MAT 127A - Real Analysis
Course website for an introductory course in real analysis in Fall 2025
Homework
Homework 1 Solutions due Tuesday, October 8th, 2025
Homework 2 Solutions due Tuesday, October 8th, 2025
Lecture Notes
WEEK 1: Review of Proof Techniques and Examples
[9/25, 4:00pm-6:00pm] Discussion 1 Notes
Important logistics discussed. We reviewed the four main proof techniques we will be using throughout the course: Direct proof, proof by contradiction, proof by contraposition, and proof by induction. We go through a handful of instructive examples and discuss how to choose between the techniques.
[10/2, 4:00pm-6:00pm] Discussion 2 Notes
We warm up by pointing out a subtle, yet common misconception about applying induction arguments; in particular, it allows you to prove a countable number of statements simultaneously, but it does not let you prove a statement involving countably many operations. We use the infinite version of De Morgan's laws to make this point. We then discuss functions of sets. First we gain a sense for injectivity and surjectivity via examples of familiar functions from calculus, then we discuss the important interactions of composition and 'jectivity.
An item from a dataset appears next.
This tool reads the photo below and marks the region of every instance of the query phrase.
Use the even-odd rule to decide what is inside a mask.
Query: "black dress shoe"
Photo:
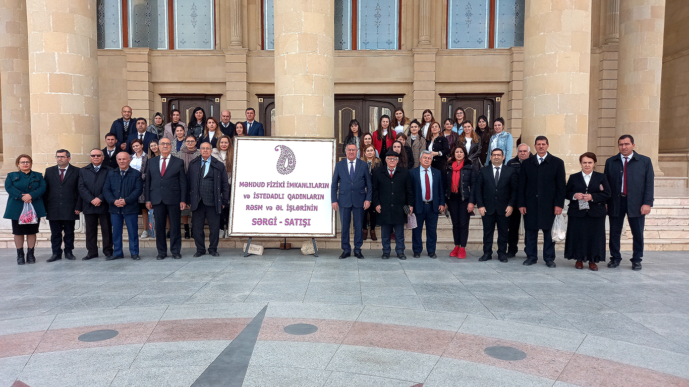
[[[534,260],[534,259],[532,259],[532,258],[526,258],[526,260],[524,261],[524,263],[522,263],[522,264],[523,264],[524,266],[531,266],[532,264],[536,263],[537,262],[538,262],[538,260]]]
In particular, though compositions of 'jective functions remain 'jective, it is not the case that if a composition of two functions is 'jective, that each function inividually is 'jective. This is a common mistake of undergrad mathematicians! Though there are some partial reverse statements that can be proven. There are optional sections on left and right inverses and 'jectivity (particularly useful for beginner category theorists/algebraists) and 'jectivity in linear algebra for those who are interested. Finally, we bare the fruits of our labor and we use the above intuition to prove cardinality results! There are MANY different and useful techniques to prove cardinality results of sets, I included most of the reasonable ones in increasing level of difficulty to apply and I dub these examples "Zach's Ladder of Cardinality Proofs" as once these examples are known to heart, most examples will be!
[10/9, 4:00pm-6:00pm] Discussion 3 Notes
We warm up by generalizing the proof that $\sqrt{2}$ is irrational to cover all bases. We make use of Euclid's unique prime decomposition of integers to conclude that $\sqrt{n}$ is rational if and only if $n$ is a perfect square! We then pick up from the previous week's discussion about cardinality which got cut somewhat short. I introduce the fact that if $X$ is an uncountable set, and $A$ is a countable subset then $X \setminus A$ is uncountable! Thus, in a sense uncountable sets are "too far gone" and can't be made countable by removing countable subsets. We switch gears to prove elementary results about suprema and use the Archimedian Principle to help prove that a number is the supremum of various explicit sets; many involve techniques which are quite involved. We finish with some examples of formal proofs with suprema of subsets of the real numbers.